Camera

Zerba, piovono massi alla vigilia del vertice

Data: 21/01/2010

Le foto si commentano da sole. Da lontano qualche abitante, provenendo dalla Provinciale 18 di Zerba, pensava addirittura si trattasse di un cinghiale, considerata la mole. Invece no, sono i soliti massi che piovono a Zerba, quelli che invadono la strada con l' "arroganza" di chi si sente sicuro perché tanto le denunce si accavallano negli anni ma la strada resta così. Sono gli stessi sassi che recentemente, durante uno dei loro voli, hanno rotto anche un guardrail.
E che sarebbe successo se uno di quei massi fosse caduto su una macchina, o, peggio, su uno dei cantonieri che ormai quotidianamente sono chiamati a intervenire? C'è una testa che deve saltare per mettere la parola fine a una situazione che ormai da anni è sollecitata dal sindaco Claudia Borrè?
OGGI DELEGAZIONE PIACENTINA DA BERTOLASO - Le domande, che arrivano all'unisono da Zerba, capitano "a fagiolo", proprio alla vigilia del vertice romano tra una delegazione piacentina - composta dai parlamentari piacentini Tommaso Foti (Pdl), Massimo Polledri (Lega Nord) e Paola De Micheli (Pd) e dal presidente della Provincia, Massimo Trespidi - e il sottosegretario Guido Bertolaso (ad un passo dalla partenza per Haiti) per discutere lo stato di dissesto idrogeologico del territorio piacentino (quello di aprile, per quello tra Natale e l'Epifania la Regione dovrebbero terminare i sopralluoghi alla fine del mese) con l'obiettivo di portare a casa almeno 8 milioni di euro.
L'incontro è slittato dalle 10 di stamattina, come annunciato in precedenza, alle 14.30 e alta è l'attenzione sulle frane del territorio. Tra questi, anche la ferita di Zerba non smette di sanguinare e si aggrava ad ogni cenno di maltempo. Non è necessario far arrivare un'alluvione, basta una pioggia primaverile e la pioggia di massi può avere il suo inizio. Un bambino deve percorrere la strada ogni mattina, lo si è già detto più volte.
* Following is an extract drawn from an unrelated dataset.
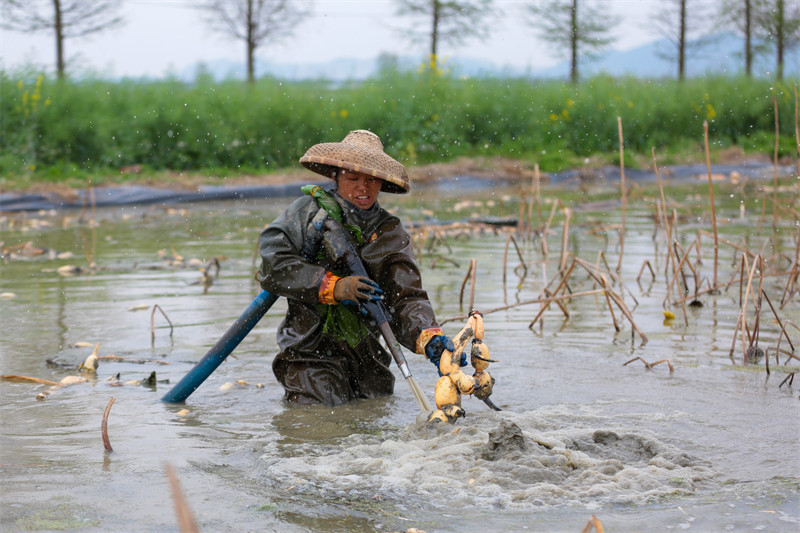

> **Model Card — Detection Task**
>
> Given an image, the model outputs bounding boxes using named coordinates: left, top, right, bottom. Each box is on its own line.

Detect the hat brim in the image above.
left=300, top=155, right=408, bottom=194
Ieri mattina «l'impiegata del Comune ha spostato a mano alcuni sassi - spiega il sindaco Borrè - per poter venire a lavorare, altre volte dobbiamo far venire un trattore perché sono molto pesanti. Il capocantoniere arriva, sposta i massi, pulisce la strada. Ormai è routine. Non abbiamo saputo niente del muro crollato la notte di Natale, nel punto dove inizia la provinciale: nessuno ci risponde».
INTERVIENE VASCO ERRANI - La situazione, di cui ha preso atto anche l'assessore provinciale Sergio Bursi, arriverà a Roma? Intanto, l'opera di quantificazione dei danni nel tessuto provinciale (70milioni di euro) non è così scontata. Interpellato infatti con una telefonata dalla redazione, anche il presidente della Regione, Vasco Errani, commissario delegato per indagare proprio lo stato di dissesto regionale delle province, e tra queste anche quello di Piacenza, parla di valutare «fino in fondo» lo stato di danni territoriali, «in sinergia con tutte le istituzioni e a tutti i livelli, dalle Province ai singoli Comuni». In cantiere, prosegue il presidente, «numerose iniziative per poter dare il giusto riconoscimento al territorio». In primo piano, nell'ottica di Errani, «il rapporto tra Regione ed enti locali per poter arrivare a una valutazione dei danni reali, seri: questo sarà il nostro modus operandi, la mia agenda è particolarmente fitta di impegni ma cercherò di essere al più presto a Piacenza. Per quanto riguardi i fondi e i finanziamenti, solleciteremo insieme il Governo».